His morning workouts double as a testing ground for exercises he’ll use in 3Volt training sessions. “Everybody wants to be fit,” says Ware. “Now I can be a captain in their lives after motivating my teammates and being a champion on the football field. I want to train and teach them how to get the right mindset to go tackle the day.”

Photo credit: Arturo Olmos
Photo credit: Arturo Olmos

But right now he just really wants to tackle that Jammer. His head already dotted with sweat, he makes his way over to the cage, wedges his broad-shouldered frame between its handles, squats backward, then, like a coiled spring, explodes forward. The Jammer rattles, the sound reverberating through his 5,000-square-foot space.

He grinds out three sets and follows those up with dumbbell rows, medball slams, tire flips, and dumbbell curls. Finally, he jogs to the treadmill, finishing off his workout with ten 15-second all-out sprints. After the last one, he steps off the machine, heaving. “Now I can go out and tackle the day."

The Break of Brawn

When Ware hits the road, he ditches his gym grind for a light-speed bodyweight circuit that he can do in his hotel room. Give it a try.

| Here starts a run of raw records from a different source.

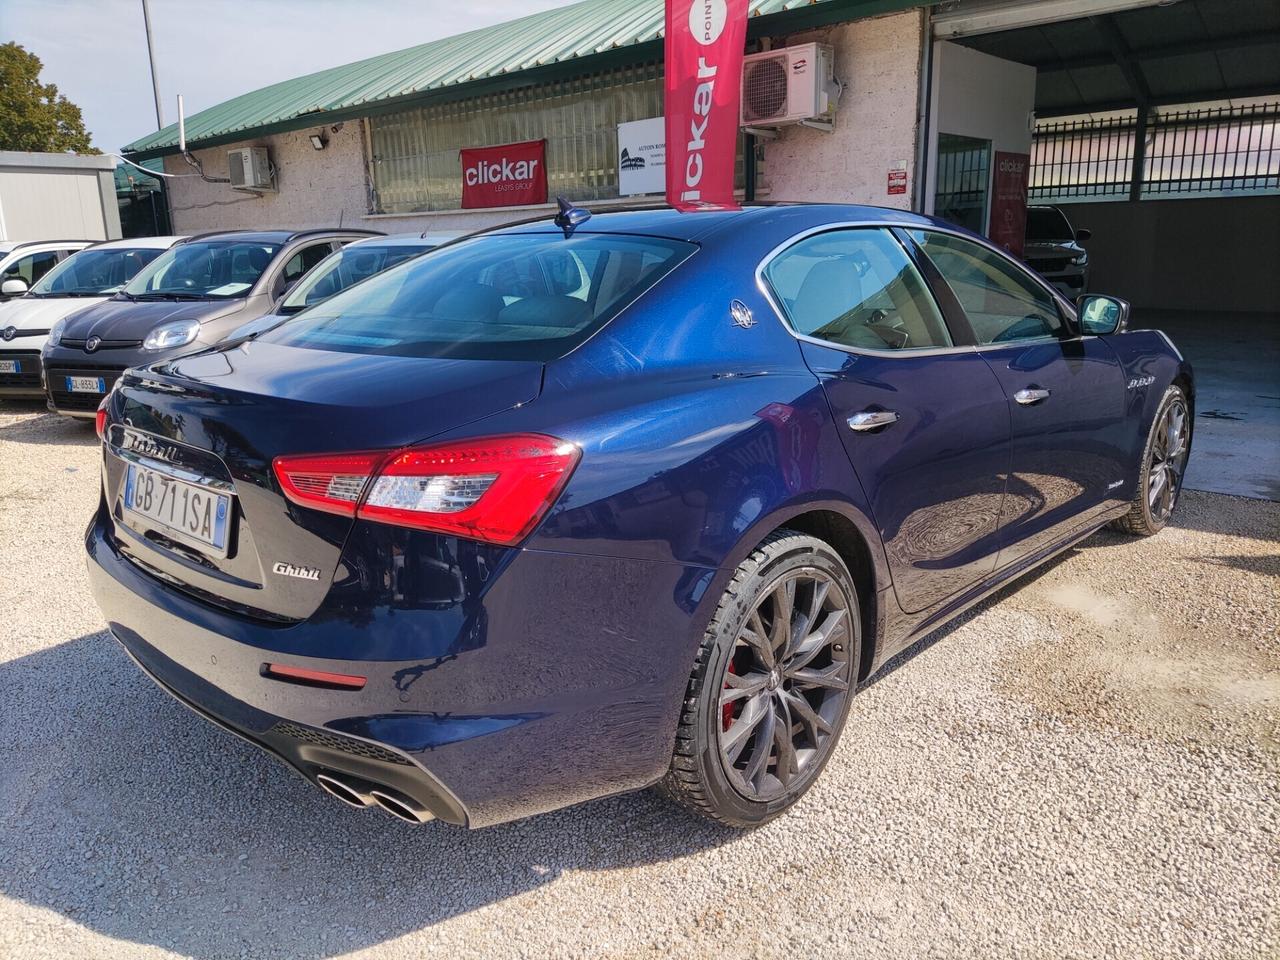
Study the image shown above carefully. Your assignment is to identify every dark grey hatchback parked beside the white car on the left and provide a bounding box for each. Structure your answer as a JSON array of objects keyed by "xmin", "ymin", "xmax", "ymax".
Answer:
[{"xmin": 42, "ymin": 229, "xmax": 378, "ymax": 417}]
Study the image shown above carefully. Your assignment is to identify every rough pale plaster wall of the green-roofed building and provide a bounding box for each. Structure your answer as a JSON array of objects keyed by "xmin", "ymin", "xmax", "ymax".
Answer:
[{"xmin": 165, "ymin": 10, "xmax": 927, "ymax": 234}]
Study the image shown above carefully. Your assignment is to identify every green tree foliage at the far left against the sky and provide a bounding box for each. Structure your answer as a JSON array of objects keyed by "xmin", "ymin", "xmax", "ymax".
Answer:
[{"xmin": 0, "ymin": 42, "xmax": 99, "ymax": 154}]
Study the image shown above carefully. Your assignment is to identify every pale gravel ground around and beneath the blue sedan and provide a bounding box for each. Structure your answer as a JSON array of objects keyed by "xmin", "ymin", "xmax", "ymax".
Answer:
[{"xmin": 0, "ymin": 403, "xmax": 1280, "ymax": 960}]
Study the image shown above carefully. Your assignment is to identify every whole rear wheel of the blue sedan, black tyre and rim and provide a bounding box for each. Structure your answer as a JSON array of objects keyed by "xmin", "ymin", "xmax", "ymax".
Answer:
[{"xmin": 659, "ymin": 530, "xmax": 861, "ymax": 827}]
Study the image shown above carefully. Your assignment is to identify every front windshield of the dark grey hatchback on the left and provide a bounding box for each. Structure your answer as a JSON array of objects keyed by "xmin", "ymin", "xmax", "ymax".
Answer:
[{"xmin": 124, "ymin": 239, "xmax": 280, "ymax": 300}]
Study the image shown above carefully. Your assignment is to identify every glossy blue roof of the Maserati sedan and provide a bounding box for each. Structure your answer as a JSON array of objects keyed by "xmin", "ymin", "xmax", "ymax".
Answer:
[{"xmin": 494, "ymin": 204, "xmax": 941, "ymax": 241}]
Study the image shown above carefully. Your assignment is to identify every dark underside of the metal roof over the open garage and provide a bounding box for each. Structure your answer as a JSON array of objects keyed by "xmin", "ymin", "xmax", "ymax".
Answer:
[{"xmin": 934, "ymin": 0, "xmax": 1280, "ymax": 118}]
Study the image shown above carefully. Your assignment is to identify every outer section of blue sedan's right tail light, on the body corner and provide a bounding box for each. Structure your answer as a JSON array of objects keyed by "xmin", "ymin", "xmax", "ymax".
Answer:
[{"xmin": 357, "ymin": 434, "xmax": 581, "ymax": 547}]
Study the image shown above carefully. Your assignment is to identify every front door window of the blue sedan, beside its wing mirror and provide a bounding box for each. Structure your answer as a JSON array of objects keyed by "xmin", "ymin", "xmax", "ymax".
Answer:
[{"xmin": 911, "ymin": 230, "xmax": 1066, "ymax": 344}]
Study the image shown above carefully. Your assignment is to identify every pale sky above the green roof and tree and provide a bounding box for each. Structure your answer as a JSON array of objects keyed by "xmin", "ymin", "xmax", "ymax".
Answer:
[{"xmin": 0, "ymin": 0, "xmax": 570, "ymax": 152}]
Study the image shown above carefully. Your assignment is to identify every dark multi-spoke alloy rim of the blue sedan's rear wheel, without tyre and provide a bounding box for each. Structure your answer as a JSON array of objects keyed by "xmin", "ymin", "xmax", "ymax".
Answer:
[{"xmin": 718, "ymin": 568, "xmax": 852, "ymax": 801}]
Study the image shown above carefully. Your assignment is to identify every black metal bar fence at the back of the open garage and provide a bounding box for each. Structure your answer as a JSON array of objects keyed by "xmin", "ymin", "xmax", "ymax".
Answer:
[{"xmin": 1030, "ymin": 101, "xmax": 1280, "ymax": 201}]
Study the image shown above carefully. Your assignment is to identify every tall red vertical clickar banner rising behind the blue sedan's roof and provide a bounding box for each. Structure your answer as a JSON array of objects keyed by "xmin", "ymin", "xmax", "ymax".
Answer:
[{"xmin": 664, "ymin": 0, "xmax": 748, "ymax": 211}]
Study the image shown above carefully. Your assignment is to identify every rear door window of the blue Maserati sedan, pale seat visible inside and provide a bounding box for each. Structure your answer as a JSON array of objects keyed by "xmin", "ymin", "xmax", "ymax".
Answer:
[{"xmin": 764, "ymin": 229, "xmax": 951, "ymax": 349}]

Photo credit: Arturo Olmos
Photo credit: Arturo Olmos

Directions

Do 3 or 4 rounds. Rest for 1 minute after each round.

Plank

Set up in a forearm plank, abs and glutes tight. Hold for 30 to 60 seconds. Want more of a challenge? Add an alternating reach, lifting 1 hand in front of you; keep your hips and shoulders square as you do this.

Tempo Pushup

Set up in pushup position, wrists slightly wider than shoulder width, abs and glutes tight. Bend at the elbows and shoulders, lowering your chest until it’s an inch from the floor; take 3 seconds to do this. Pause for 2 seconds, then explode back up. That’s 1 rep; do 15. Struggling? Place your hands on a chair or bed to make it easier.

Pause Reverse Lunge

Stand with your feet together, chest up and abs tight. Step back with your left leg, then lower into a reverse lunge. Keep lowering until your right thigh is parallel to the floor. Pause and hold for 1 second, then push off your right leg and stand back up, squeezing your glutes. That’s 1 rep; do 15 per side.

Single-Leg Chair Squat

Stand with your back to a chair, left foot off the floor. Bend your right knee and push your butt back, slowly lowering your butt to the chair. Put both feet on the floor and stand back up. That’s 1 rep; do 15 per side.